Furthermore, the identification of stress-susceptible and resilient animals is often performed using the SA-ratio of the SA task10,17 and for this DeepOF offers unique advantages. While the SA ratio clearly distinguishes stress-affected individuals, especially following more severe CSDS paradigms, the DeepOF module will significantly advance the possibilities and sensitivity of this distinction, by investigating the degree of resilience based on multiple behavioral classifiers with high sensitivity and in freely moving animals, which enables uncovering a so-far undescribed set of resilience-linked phenotypes that are different from the univariate SA task. Taken together, it can be concluded that using the DeepOF social behavioral classifiers provides a more robust and clearer social behavioral profile in animals subjected to CSDS compared to the SA task. An important reason for the superiority of DeepOF in social behavioral profiling depends on the experimental set-up: the SA task relies on the confinement of an animal (for example using a wired mesh cage), which means that no natural interaction between freely moving animals is possible, whereas the SI task is based on a naturally occurring interaction between freely moving animals18. Moreover, in the SA task, the confined animal can show symptoms of anxiety-related behavior, which influences the physiological state and the social interaction and approach behavior of the conspecific40,41,42. Differences in anxiety-related behavior between experimental animals can still contribute to alterations in social behavior and recent data suggest distinct neurobiological circuits driving both phenotypes43, therefore sufficient habituation and the ability to observe behavior in freely moving animals will lead to improved discrimination. Moreover, a further crucial advantage of the DeepOF module is the many different behavioral classifiers that can be investigated at the same time without increasing the labor intensity. The combined analysis of multiple behavioral classifiers into a Z-score of social behavior provides a more complete social behavioral profile than solely investigating social avoidance behavior.

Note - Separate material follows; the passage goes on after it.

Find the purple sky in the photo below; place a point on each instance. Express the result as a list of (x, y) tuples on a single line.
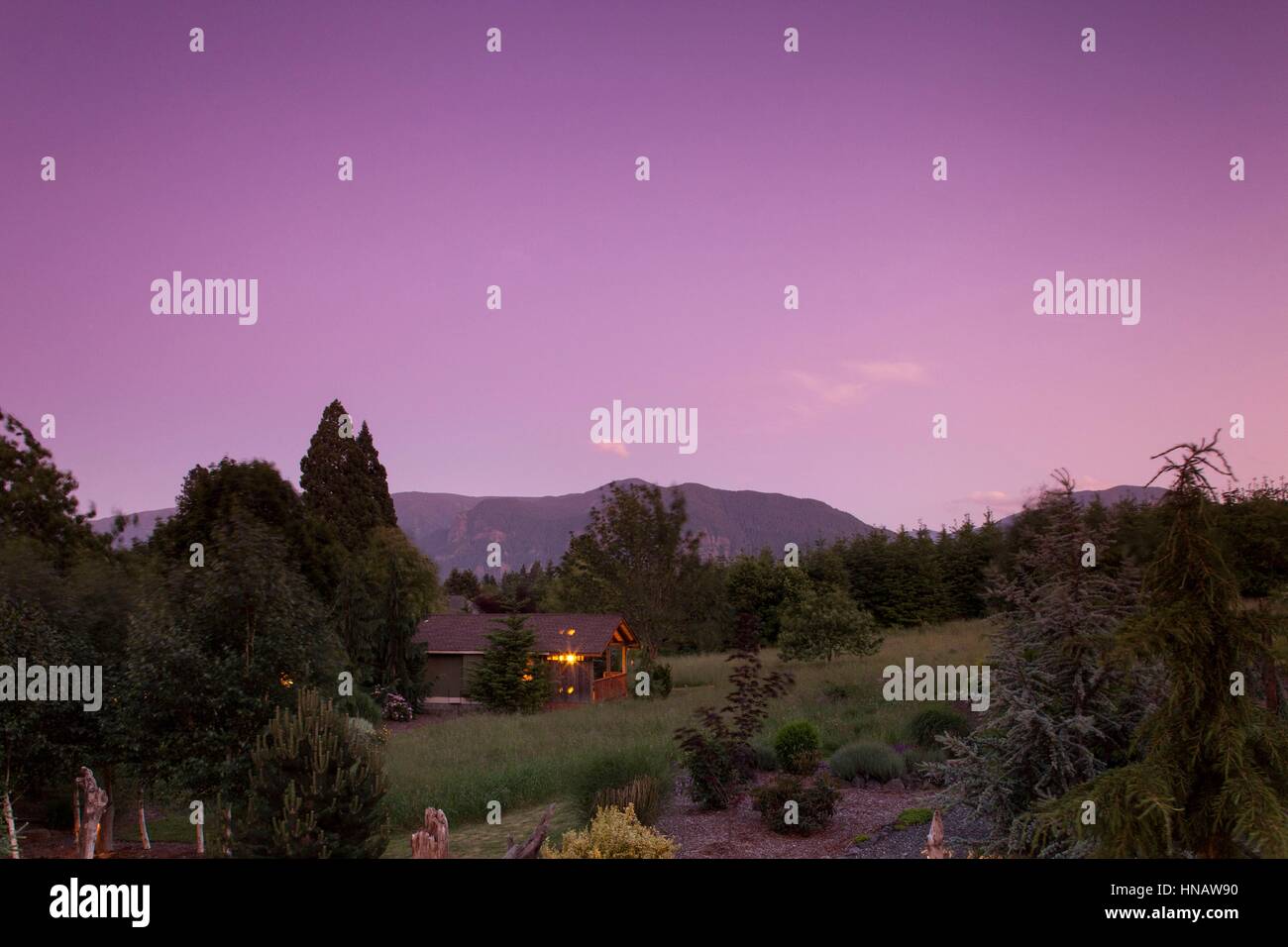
[(767, 169)]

DeepOF can detect and explain differences across experimental conditions in a fully unsupervised way, embedding data from one or more animals

The supervised pipeline within DeepOF follows a highly opinionated philosophy, which focuses on ease of use and relies on predefined models. As an alternative, DeepOF offers an unsupervised workflow capable of representing animal behavior across experiments without any label information. In its most basic expression, this involves obtaining a representation for each experiment in a time-aware manner: unlike other dimensionality reduction algorithms like PCA, UMAP, and T-SNE26, DeepOF, when applied to the raw dataset, relies on a combination of convolutional and recurrent neural networks capable of modeling the sequential nature of motion. Each input to the models consists of a subsequence across a non-overlapping sliding window of each experiment. Although this idea has been explored before33, DeepOF introduces several novelties to the field, such as unified embedding and clustering, the support for multi-animal embeddings, and graph representations that integrate not only coordinates by also body-part-specific speed and distance information, which makes it ideal for settings where informative body parts (such as paws) are occluded, as is the case for commonly used top-down videos.

In addition, these global embeddings can be decomposed into a set of clusters representing behavioral motifs that the user can then inspect both visually and with machine learning explainability methods. Moreover, by comparing cluster enrichment and dynamics across conditions, it is possible to answer questions that are relevant to understanding what the observed difference might be based on, without any previous knowledge: Which behaviors are most or least expressed in each condition? Is the set of behaviors expressed differently in experimental conditions? Are they expressed differentially across space and time? This constitutes a complementary approach that can be beneficial to further direct hypotheses when little knowledge is available. In addition, by not only showing overall differences between cohorts but also reporting which motion primitives might be driving them, it is possible to test hypotheses by training novel supervised classifiers based on those motion primitives. This can allow researchers to distinguish new, meaningful patterns that have not been reported before and that may be significantly associated with a given condition.

Taken together, the current study exemplifies that the unsupervised pipeline provided in DeepOF does not only recapitulate results previously obtained with the supervised analysis, but also shows how this tool can be used to detect habituation and overall differences in behavioral exploration. We also show that detected differences are significantly stronger when a conspecific is present, although also detectable during single animal arena exploration alone.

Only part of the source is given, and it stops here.